Infrastructures, énergie et transformation locale : le vrai test
Pour l’économiste Orphée Mouelé, formé à l’université Omar Bongo, le point décisif reste l’infrastructure. Son diagnostic est simple : sans routes, chemin de fer, ponts, ports et énergie fiable, les minerais restent bloqués au stade du projet. Cette lecture est cohérente avec les discussions récentes entre le ministère des Mines, la SETRAG et les opérateurs du secteur sur l’accès au Transgabonais, la ligne ferroviaire qui relie l’intérieur du pays au littoral.
Le Gabon connaît ce problème de longue date. L’exportation brute de matières premières enrichit peu le tissu local si la chaîne de valeur reste ailleurs. C’est pourquoi le gouvernement insiste aussi sur la transformation locale. Cette orientation n’est pas théorique. Elle s’inscrit dans des décisions récentes sur l’industrialisation, la valorisation des ressources et la captation d’une plus grande part de la richesse sur le territoire national.
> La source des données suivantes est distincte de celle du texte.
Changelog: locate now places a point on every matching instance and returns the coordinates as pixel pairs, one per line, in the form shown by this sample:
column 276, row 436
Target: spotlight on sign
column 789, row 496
Sur le terrain, l’enjeu est double. Pour l’État, il s’agit de diversifier les recettes dans un pays où le pétrole pèse encore lourd dans les exportations et dans les finances publiques. Pour les populations, la question est celle du bénéfice réel. La présidente de l’ONG Éthique et bonne gouvernance, Edmiaune Zouga, rappelle que l’essentiel n’est pas seulement la signature de conventions, mais l’impact sur le quotidien des Gabonais. Autrement dit, dans l’assiette, dans les services publics et dans l’emploi local.
Ce que cette stratégie change pour le Gabon et pour l’Afrique centrale
Le secteur minier peut devenir un nouvel amortisseur économique pour le Gabon, mais il ne remplacera pas le pétrole par simple effet d’annonce. Les chiffres récents montrent déjà que la croissance reste sensible aux cycles des matières premières. La Banque africaine de développement estime même que l’activité a ralenti en 2025 malgré la reprise de certains investissements. Cela signifie que la montée en puissance minière devra s’accompagner d’une gouvernance stricte, d’un suivi des permis, et d’un partage plus visible des retombées avec les provinces concernées.
La portée régionale est importante. En Afrique centrale, le Gabon peut devenir un exemple de diversification réussie si ses projets avancent jusqu’à la production et si les infrastructures suivent. Dans la CEMAC, où la circulation des biens dépend encore fortement de corridors fragiles, un portefeuille minier bien intégré pourrait aussi renforcer les échanges avec le Cameroun, le Congo, la Guinée équatoriale, le Tchad et la République centrafricaine. Mais l’inverse est vrai aussi : sans énergie, sans rail et sans transformation locale, le pays risque de reproduire avec les minerais la dépendance qu’il cherche à quitter avec le pétrole.
Le calendrier 2026-2030 sera donc décisif. Milingui, Baniaka, Mayumba et Étéké servent déjà de test grandeur nature. Si les chantiers tiennent leurs délais et si les premières tonnes extraites passent aussi par des emplois, des taxes et des ateliers de transformation, le Gabon pourra présenter une diversification crédible. Dans le cas contraire, l’exploitation minière restera un horizon prometteur, mais encore éloigné de l’économie vécue par les Gabonais de Libreville, de la Nyanga ou de la Ngounié.